JAKARTA – Mantan asisten Kanye West , Lauren Pisciotta sudah pernah memproduksi tuduhan baru yang mana mengejutkan. Dia mengklaim bahwa Bianca Censori, istri Kanye West bertindak sebagai ‘koordinator pesta seks’ suaminya.
Pisciotta, yang tersebut menggugat Kanye West melawan pelecehan seksual serta penguntitan selama masa kerjanya pada 2021-22, memperbarui gugatannya pada hari terakhir pekan malam, seperti dikutipkan DailyMail.
Di antara tuduhan yang dimaksud dialamatkan, ia mengungkapkan kantor West diubah menjadi ‘taman bermain seks,’ sementara Censori bertindak sebagai ‘koordinator pesta seks’ kemudian dengan sukarela berpartisipasi di ‘fantasi seksual yang dimaksud menyimpang’ dari sang rapper.

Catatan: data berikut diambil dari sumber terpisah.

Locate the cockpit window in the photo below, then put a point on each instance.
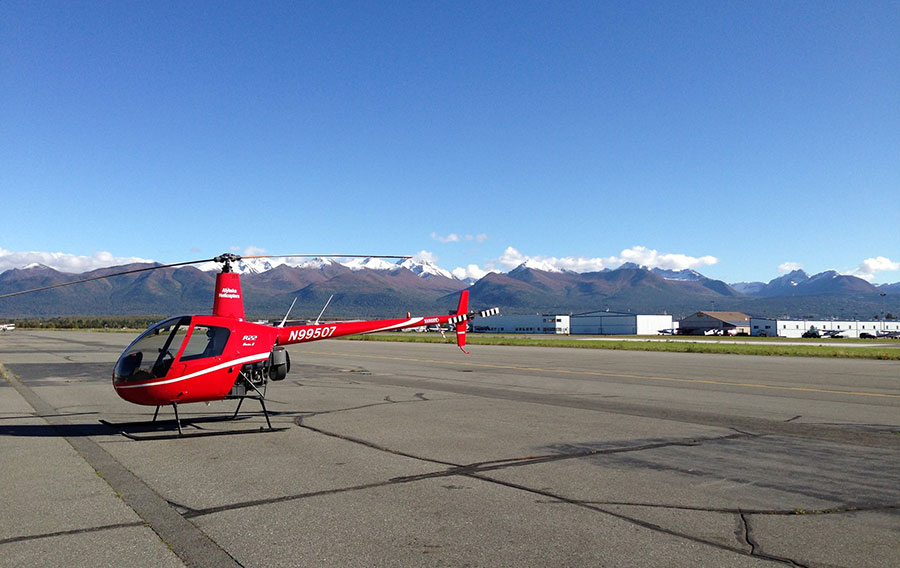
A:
(152, 353)
(205, 341)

Pisciotta juga mengklaim West pernah mencekiknya pada depan Censori yang tersebut ‘tidak terpengaruh’. West pun membantah gugatan awal Pisciotta, yang dimaksud diajukan pada Juni lalu. West menolak tuduhan yang dimaksud sebagai ‘tidak berdasar’ lalu menuduhnya melakukan pemerasan. Namun, Wwst belum menanggapi gugatan terbaru tersebut.
Klaim baru ini muncul beberapa hari pasca rumor tentang kemungkinan West juga Censori pisah. Pisciotta menuduh di gugatannya bahwa Kanye menggunakan kantor Yeezy sebagai ‘taman bermain seksual’ untuk membuatnya ‘merasa berkuasa kemudian aman.’
Ia mengklaim ‘kamar tidur darurat’—kasur, bantal kemudian selimut di dalam kamar atau lemari pribadi—sering kali disiapkan untuk West.
Gugatan yang dimaksud juga menyatakan bahwa West kerap mengadakan ‘pesta seks’ di dalam hotel-hotel mewah lalu mencoba ‘memperlihatkan’ Pisciotta terhadap mereka.
Gugatan yang disebutkan lebih lanjut lanjut mengklaim bahwa Censori adalah “mantan kontestan dan juga koordinator pesta seks” West.
Gugatan yang dimaksud juga menyatakan bahwa tak lama setelahnya Pisciotta berhenti bekerja untuk West pada November 2022, beliau bertemu dengan West dan juga Censori di dalam sebuah konser Post Malone di tempat California.